Il me semble que la question peut encore se poser à peu près dans les termes où je l’avais formulée devant l’une des classes de l’Institut ; je résume ainsi, sauf à y ajouter ensuite les développements nécessaires, les conclusions auxquelles j’étais arrivé, à la suite de ce qu’on a appelé du nom pittoresque de crimes expérimentaux.

Toute personne mise en somnambulisme profond devient, entre les mains de l’expérimentateur, un pur automate, tant sous le rapport moral que sous le rapport physique. Elle ne voit que ce que celui-ci veut qu’elle voie, ne sent que ce qu’il lui dit de sentir, ne croit que ce qu’il veut lui faire croire, ne fait que ce qu’il lui dit de faire. Une volonté étrangère a comme chassé de son cerveau sa volonté propre ; tout au moins elle détermine elle-même les limites de son empire, ne laissant à la pauvre expulsée que les parties du gouvernement qu’elle dédaigne ou rejette.

Cet automatisme somnambulique constitue, pour tous ceux qui en sont susceptibles, un danger très sérieux ; ils peuvent, dans certaines circonstances données, être rendus auteurs inconscients d’actes délictueux ou criminels, qui leur auraient été suggérés. En pareil cas, l’auteur du fait matériel doit être considéré comme irresponsable et son acquittement s’impose à la conscience du juge.
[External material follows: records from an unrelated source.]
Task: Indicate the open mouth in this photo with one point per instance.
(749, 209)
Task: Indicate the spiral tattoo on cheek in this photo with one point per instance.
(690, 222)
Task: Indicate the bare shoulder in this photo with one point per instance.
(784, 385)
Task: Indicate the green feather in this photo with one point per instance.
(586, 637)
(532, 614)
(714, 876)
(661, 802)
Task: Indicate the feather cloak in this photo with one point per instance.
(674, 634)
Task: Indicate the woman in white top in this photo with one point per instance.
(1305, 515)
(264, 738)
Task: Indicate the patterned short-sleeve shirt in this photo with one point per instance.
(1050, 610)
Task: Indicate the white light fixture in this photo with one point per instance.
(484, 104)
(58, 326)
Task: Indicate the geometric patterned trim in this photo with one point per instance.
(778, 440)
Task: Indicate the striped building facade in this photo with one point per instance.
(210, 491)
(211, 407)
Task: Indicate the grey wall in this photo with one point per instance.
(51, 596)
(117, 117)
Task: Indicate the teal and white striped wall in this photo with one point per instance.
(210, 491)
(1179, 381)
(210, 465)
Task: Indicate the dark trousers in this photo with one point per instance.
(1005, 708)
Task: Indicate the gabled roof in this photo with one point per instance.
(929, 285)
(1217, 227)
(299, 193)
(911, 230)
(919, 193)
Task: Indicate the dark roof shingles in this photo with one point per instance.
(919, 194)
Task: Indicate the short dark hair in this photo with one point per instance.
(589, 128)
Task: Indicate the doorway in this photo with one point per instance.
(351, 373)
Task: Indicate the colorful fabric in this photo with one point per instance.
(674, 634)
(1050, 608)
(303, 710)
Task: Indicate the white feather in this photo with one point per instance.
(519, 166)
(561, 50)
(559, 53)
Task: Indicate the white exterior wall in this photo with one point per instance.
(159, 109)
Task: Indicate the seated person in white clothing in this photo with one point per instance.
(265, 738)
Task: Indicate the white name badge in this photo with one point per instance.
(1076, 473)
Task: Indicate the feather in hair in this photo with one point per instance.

Seul, l’auteur de la suggestion doit être recherché et puni.

On peut produire par suggestion une insensibilité et une inconscience telles que certaines femmes pourraient être violées sans le savoir, et sans en conserver aucun souvenir[1]. D’autres pourraient accoucher dans les mêmes conditions, ce qui faciliterait, de la part des tiers, l’accomplissement des crimes de suppression d’enfant, de substitution d’un enfant à un autre, etc.

La thèse que je m’efforçais de faire prévaloir n’était, en somme, en dehors du résultat de mes expériences personnelles, que le développement des principes posés, dès 1866, par M. le docteur Liébeault

« Dans l’inertie d’attention où ils (les somnambules) sont arrivés, ils ne peuvent se défendre d’accepter les idées que celui-ci (l’endormeur) leur impose ; ils tombent en son pouvoir, ils deviennent son jouet : illusions, hallucinations, croyances fausses, perte du sens moral, impossibilité de résister aux suggestions vers le vice, mise à

  1. Je dirais aujourd’hui : aucun souvenir conscient. Il est telles circonstances dans lesquelles nous pourrions, au contraire, faire revivre un souvenir inconscient.